Disciplines in which less than 60 percent of graduates enter employment or continue education for three consecutive years will be liable to suspension or even revocation, according to a guideline released by the provincial government in mid-July.
The new regulation has drawn a great deal of national attention since it was reported in the media.
"It is not possible for the graduation destination fulfillment rate of an academic discipline to remain low for three years, and so the policy's orientation is very clear," said an expert from a local college in Anhui who gave his surname as He.
"The new employment-oriented policy will push local colleges toward supply-side reform, so that we are better able to meet the need for talent," said the man, who is responsible for graduate employment at the college.
The term "graduation destination fulfillment rate", coined last year by the Ministry of Education in a bid to better evaluate graduate employment, replaces the previously used term "employment rate", according to Xiong Bingqi, director of the 21st Century Education Research Institute.
The new statistical parameters include not only graduates that are employed, but also those with startups, and those pursuing further education or flexible employment, Xiong wrote in an article in Guangming Daily.

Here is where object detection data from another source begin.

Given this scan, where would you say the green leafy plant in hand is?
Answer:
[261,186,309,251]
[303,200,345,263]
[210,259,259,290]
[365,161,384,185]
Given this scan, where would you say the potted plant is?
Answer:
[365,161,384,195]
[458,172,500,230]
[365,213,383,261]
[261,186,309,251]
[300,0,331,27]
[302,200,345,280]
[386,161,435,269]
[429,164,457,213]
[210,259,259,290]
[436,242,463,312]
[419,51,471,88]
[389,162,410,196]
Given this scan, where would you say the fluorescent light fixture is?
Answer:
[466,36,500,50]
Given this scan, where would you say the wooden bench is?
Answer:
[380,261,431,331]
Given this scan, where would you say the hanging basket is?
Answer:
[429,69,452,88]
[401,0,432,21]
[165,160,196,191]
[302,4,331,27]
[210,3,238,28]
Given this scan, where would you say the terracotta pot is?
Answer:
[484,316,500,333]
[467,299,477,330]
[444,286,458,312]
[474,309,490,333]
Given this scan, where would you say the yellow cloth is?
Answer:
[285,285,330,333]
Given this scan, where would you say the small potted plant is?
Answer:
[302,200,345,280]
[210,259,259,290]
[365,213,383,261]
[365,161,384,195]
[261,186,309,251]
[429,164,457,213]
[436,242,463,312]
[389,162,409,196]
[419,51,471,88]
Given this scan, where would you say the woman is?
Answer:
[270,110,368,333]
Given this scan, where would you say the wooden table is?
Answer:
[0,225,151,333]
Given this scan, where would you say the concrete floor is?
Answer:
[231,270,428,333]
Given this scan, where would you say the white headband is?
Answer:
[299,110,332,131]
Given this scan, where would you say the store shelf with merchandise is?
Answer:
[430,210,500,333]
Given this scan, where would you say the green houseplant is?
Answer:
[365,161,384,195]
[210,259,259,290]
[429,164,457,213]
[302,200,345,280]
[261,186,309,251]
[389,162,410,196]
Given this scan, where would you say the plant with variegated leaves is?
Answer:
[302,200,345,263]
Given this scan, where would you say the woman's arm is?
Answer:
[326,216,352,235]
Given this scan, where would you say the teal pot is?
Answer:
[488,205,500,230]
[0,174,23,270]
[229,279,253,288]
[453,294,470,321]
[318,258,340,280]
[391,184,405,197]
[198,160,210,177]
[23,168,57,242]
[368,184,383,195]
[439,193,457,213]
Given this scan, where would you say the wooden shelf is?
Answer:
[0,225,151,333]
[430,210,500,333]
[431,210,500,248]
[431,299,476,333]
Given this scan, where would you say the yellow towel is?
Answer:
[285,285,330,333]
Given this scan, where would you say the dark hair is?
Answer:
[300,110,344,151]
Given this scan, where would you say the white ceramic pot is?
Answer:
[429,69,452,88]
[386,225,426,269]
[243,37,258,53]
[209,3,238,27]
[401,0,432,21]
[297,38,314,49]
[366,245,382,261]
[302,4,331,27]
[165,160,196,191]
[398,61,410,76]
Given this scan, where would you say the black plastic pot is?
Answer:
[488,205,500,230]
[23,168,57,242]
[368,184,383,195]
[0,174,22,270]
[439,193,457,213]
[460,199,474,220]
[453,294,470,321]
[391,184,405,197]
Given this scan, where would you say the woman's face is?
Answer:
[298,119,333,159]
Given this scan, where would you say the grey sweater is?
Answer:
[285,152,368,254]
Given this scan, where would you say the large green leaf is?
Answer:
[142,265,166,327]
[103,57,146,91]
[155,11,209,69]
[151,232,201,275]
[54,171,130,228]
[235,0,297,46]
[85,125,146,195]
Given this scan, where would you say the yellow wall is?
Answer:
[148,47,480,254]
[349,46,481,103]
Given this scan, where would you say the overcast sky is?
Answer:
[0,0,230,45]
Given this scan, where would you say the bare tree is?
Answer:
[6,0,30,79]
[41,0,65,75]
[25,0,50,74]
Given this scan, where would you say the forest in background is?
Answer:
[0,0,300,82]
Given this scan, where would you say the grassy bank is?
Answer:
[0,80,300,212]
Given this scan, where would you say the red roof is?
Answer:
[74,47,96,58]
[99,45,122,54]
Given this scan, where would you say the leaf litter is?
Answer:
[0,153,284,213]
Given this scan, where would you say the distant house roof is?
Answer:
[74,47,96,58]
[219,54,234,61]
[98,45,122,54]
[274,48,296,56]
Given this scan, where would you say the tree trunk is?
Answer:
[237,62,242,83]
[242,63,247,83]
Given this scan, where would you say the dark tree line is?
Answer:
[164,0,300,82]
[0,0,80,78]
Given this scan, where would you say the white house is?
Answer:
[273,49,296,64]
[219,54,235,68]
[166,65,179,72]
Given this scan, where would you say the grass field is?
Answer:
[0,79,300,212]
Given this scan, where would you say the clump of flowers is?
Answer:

In addition to suspending or revoking 1,400 existing courses, provincial authorities have vowed to add a further 1,000 academic disciplines at the undergraduate and vocational levels over the next three years, according to the guideline.
By then, over 70 percent of remaining academic disciplines will be targeted toward serving the province's 10 strategic emerging industries, which require some two million graduates.
Anhui has listed 10 sectors as strategic emerging industries, among them new-generation information technology, new energy vehicles and intelligent and connected vehicles, and artificial intelligence.
Experts have said these emerging industries have contributed greatly to the province's rapid economic growth in recent years.
Anhui University, which is located in the provincial capital of Hefei, has so far revoked 12 academic disciplines considered to be of low societal need and has suspended four more believed to possess insufficiently distinctive characteristics, according to Kuang Guangli, president of the university.
The regulation has been criticized from the perspective that ensuring a high employment rate should not be a college's primary purpose.
"The creation of academic disciplines should not be employment oriented, as this will deliver the misleading message that students should be unnecessarily burdened by the decision over what to major in," said one comment on Rednet.cn, a news website in Hunan province.
Zhang Haoran contributed to this story.